In fact, the hives would only be about 5000 ft from 3 different parks (e.g. Washington Park, 332 acres
), one being the largest within city-limits park in the country (Forest Park, 5000 acres
) as well as the Portland Rose Gardens
& Japanese Garden
. So I'm somewhat hopeful they may find some decent nectar sources beyond the immediate area. Here's a broader satellite image:
that's over toward estacada? you'd have plenty of forage options and the river. might not be a bad spot, but i agree about the sun. we need to give them all we can in this state!
Hi Kathy - I was posting as you were, lol. This house is right next to the Portland Rose Gardens, Washington Park, etc., (see image above). Whatchya think about over here?

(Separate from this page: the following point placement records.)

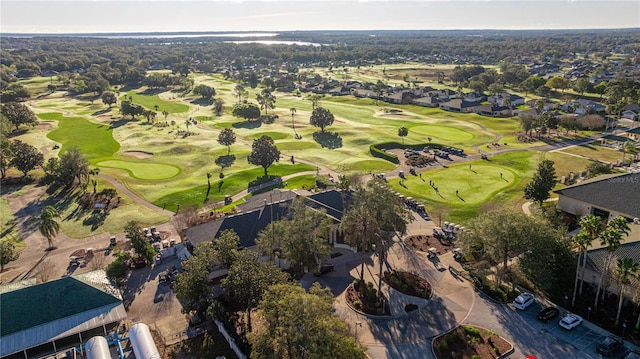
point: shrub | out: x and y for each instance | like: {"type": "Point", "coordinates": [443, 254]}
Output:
{"type": "Point", "coordinates": [410, 307]}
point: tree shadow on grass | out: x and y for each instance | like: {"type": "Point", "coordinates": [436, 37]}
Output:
{"type": "Point", "coordinates": [96, 219]}
{"type": "Point", "coordinates": [101, 112]}
{"type": "Point", "coordinates": [121, 122]}
{"type": "Point", "coordinates": [225, 161]}
{"type": "Point", "coordinates": [202, 102]}
{"type": "Point", "coordinates": [328, 140]}
{"type": "Point", "coordinates": [247, 124]}
{"type": "Point", "coordinates": [152, 91]}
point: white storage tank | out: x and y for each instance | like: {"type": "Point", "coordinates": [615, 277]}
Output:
{"type": "Point", "coordinates": [97, 348]}
{"type": "Point", "coordinates": [142, 342]}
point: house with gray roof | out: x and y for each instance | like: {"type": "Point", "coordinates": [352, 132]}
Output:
{"type": "Point", "coordinates": [604, 196]}
{"type": "Point", "coordinates": [47, 318]}
{"type": "Point", "coordinates": [260, 210]}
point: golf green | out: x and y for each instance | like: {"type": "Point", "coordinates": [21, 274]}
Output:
{"type": "Point", "coordinates": [459, 184]}
{"type": "Point", "coordinates": [443, 132]}
{"type": "Point", "coordinates": [94, 140]}
{"type": "Point", "coordinates": [143, 170]}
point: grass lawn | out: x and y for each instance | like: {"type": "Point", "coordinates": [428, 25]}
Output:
{"type": "Point", "coordinates": [481, 188]}
{"type": "Point", "coordinates": [78, 223]}
{"type": "Point", "coordinates": [143, 170]}
{"type": "Point", "coordinates": [150, 101]}
{"type": "Point", "coordinates": [476, 186]}
{"type": "Point", "coordinates": [595, 151]}
{"type": "Point", "coordinates": [94, 140]}
{"type": "Point", "coordinates": [8, 228]}
{"type": "Point", "coordinates": [196, 195]}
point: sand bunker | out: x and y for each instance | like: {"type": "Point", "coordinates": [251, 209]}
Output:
{"type": "Point", "coordinates": [138, 154]}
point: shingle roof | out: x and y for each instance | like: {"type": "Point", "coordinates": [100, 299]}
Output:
{"type": "Point", "coordinates": [618, 193]}
{"type": "Point", "coordinates": [257, 214]}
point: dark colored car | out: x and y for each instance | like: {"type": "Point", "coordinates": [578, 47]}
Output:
{"type": "Point", "coordinates": [547, 314]}
{"type": "Point", "coordinates": [138, 262]}
{"type": "Point", "coordinates": [610, 345]}
{"type": "Point", "coordinates": [325, 268]}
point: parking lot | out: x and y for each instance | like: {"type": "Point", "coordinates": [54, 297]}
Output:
{"type": "Point", "coordinates": [583, 339]}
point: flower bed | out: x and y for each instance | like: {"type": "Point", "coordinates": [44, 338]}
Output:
{"type": "Point", "coordinates": [364, 299]}
{"type": "Point", "coordinates": [408, 283]}
{"type": "Point", "coordinates": [469, 342]}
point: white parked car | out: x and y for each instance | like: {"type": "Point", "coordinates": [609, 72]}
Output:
{"type": "Point", "coordinates": [571, 321]}
{"type": "Point", "coordinates": [523, 301]}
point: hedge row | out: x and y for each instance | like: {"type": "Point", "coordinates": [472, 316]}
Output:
{"type": "Point", "coordinates": [378, 150]}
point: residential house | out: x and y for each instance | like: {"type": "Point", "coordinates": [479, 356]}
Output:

ETA (one last "edited to add", lol) ~> Here's the run-down of the flora in Forest Park, which is representative of some
of what would be in forage range:Forest Park is located within what is known as the Western Hemlock zone. In its natural, undisturbed condition, this zone is populated by three primary tree species: Douglas-fir, western hemlock and western red cedar. To a lesser degree, grand fir, black cottonwood, red alder, bigleaf maple, madrone and western yew trees also occur throughout the landscape.
Shrubs are well developed, including: sword fern, salal, Oregon grape, lady fern, red huckleberry, vine maple, and western hazel are common and indicative species. Predominant wildflowers in this zone include wild ginger, inside-out flower, Hooker's fairy bells, vanilla leaf, evergreen violet, and trillium.